Lanchester and Waldo were interested in the early 20th century puppet revival, pioneered by Harry Whanslaw, who Waldo had worked with in the 1920s as part of the London Marionette Theatre. They established the 50-seat Lanchester Marionettes Theatre at Foley House, “the only theatre in the country exclusively to be used for marionettes.” It was opened on 24 July 1936 by Sir Barry Jackson, with George Bernard Shaw in the audience. Waldo created the puppets, Lanchester the costumes and both would work the puppets.

===WWII===
As part of the Entertainments National Service Association (ENSA) (and subsequently CEMA) the Lanchesters ran a touring puppet show that travelled 40,000 miles giving c. 700 performances throughout the UK. They appeared in factories, military camps and industrial workers’ hostels, as well as putting on performances for evacuees. When the Lanchesters initially offered their services, they were refused on the grounds that “the men wouldn’t want to watch Punch and Judy.” However, after almost two years ENSA realised the Lanchester Marionettes “bore no resemblance to seaside puppets” and were accepted.

===Productions===

Their best-known show was Shakes versus Shav, written by George Bernard Shaw, which premiered at Malvern's Lyttelton Hall on 9 August 1949. It was described as “a rumbustious knock-about farce” by Eric Walter White, of the Arts Council of Great Britain, who had “a minor reputation for being knowledgeable about puppetry”. The cast was Shaw, Shakespeare, Macbeth, Rob Roy, Captain Shotover and Ellie Dunn. Lanchester made all the costumes, seeking advice from Scotland regarding the correct tartan for the two Scottish characters.

Other notable productions included:
- Under-water ballet (1937) at the Paris Exhibition
- A performance for King George VI and the royal family at Buckingham Palace (1938)
- L'Amfiparnaso (1946)
- Philemon and Baucis (1952)
- A Trip to Bath (1958) with words and music by Flanders and Swann
- The Man, the Fish and the Spirit
- Paderewski at the Piano

In 1945 they were “taken bodily up to London” to appear in the film The Seventh Veil, starring Ann Todd and Hugh McDemott.

===From 1951 onwards===
In 1951 they moved to Stratford-upon-Avon, where they opened a Puppet Centre opposite the birthplace of Shakespeare.
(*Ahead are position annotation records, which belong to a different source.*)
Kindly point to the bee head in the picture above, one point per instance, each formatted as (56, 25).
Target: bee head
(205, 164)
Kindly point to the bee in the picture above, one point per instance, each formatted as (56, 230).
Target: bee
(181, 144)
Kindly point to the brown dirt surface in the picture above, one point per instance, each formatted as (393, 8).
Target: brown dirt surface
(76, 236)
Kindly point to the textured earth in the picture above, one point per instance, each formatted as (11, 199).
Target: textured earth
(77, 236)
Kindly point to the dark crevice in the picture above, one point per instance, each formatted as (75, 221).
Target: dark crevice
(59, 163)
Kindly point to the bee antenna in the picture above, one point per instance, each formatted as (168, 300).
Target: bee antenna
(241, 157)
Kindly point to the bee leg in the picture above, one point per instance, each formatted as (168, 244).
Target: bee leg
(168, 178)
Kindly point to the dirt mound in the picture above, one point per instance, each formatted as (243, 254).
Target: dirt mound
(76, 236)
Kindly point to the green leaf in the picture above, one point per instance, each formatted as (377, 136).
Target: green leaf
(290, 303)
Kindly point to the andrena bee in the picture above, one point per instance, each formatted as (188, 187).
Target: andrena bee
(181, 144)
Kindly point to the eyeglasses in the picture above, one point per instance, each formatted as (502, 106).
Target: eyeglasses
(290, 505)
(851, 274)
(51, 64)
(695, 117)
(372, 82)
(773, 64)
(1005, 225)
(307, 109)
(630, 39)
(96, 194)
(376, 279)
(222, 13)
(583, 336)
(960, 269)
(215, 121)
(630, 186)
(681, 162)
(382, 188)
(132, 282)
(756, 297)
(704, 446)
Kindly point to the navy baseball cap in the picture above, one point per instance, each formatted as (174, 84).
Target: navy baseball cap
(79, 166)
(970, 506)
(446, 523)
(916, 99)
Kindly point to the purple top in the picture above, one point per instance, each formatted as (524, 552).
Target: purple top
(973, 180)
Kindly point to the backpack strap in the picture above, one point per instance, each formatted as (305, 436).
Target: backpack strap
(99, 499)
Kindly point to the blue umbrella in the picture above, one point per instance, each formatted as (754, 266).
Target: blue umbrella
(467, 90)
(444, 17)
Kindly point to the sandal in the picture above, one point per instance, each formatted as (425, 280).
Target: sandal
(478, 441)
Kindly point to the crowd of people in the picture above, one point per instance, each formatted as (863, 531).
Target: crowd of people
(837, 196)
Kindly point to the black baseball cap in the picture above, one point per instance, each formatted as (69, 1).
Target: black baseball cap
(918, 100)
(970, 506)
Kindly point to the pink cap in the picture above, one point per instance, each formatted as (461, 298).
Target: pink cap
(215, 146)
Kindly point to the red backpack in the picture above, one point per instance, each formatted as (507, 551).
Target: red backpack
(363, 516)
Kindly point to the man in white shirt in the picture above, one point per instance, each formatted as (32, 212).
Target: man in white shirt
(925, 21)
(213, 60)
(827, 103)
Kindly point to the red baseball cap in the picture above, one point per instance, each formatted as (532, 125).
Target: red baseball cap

They sold puppets and also housed a “permanent exhibition of English & foreign puppets.” By 1952 they had “clocked up 100,000 miles” of travel around Great Britain.

In 1955 they made the film Magic Strings, directed by John R F Stewart. During the 1960s they produced smaller-scale productions, staged exhibitions and gave lecture-demonstrations. In 1972 Lanchester and Waldo were elected as Honorary Members of the International Puppetry Association, UNIMA.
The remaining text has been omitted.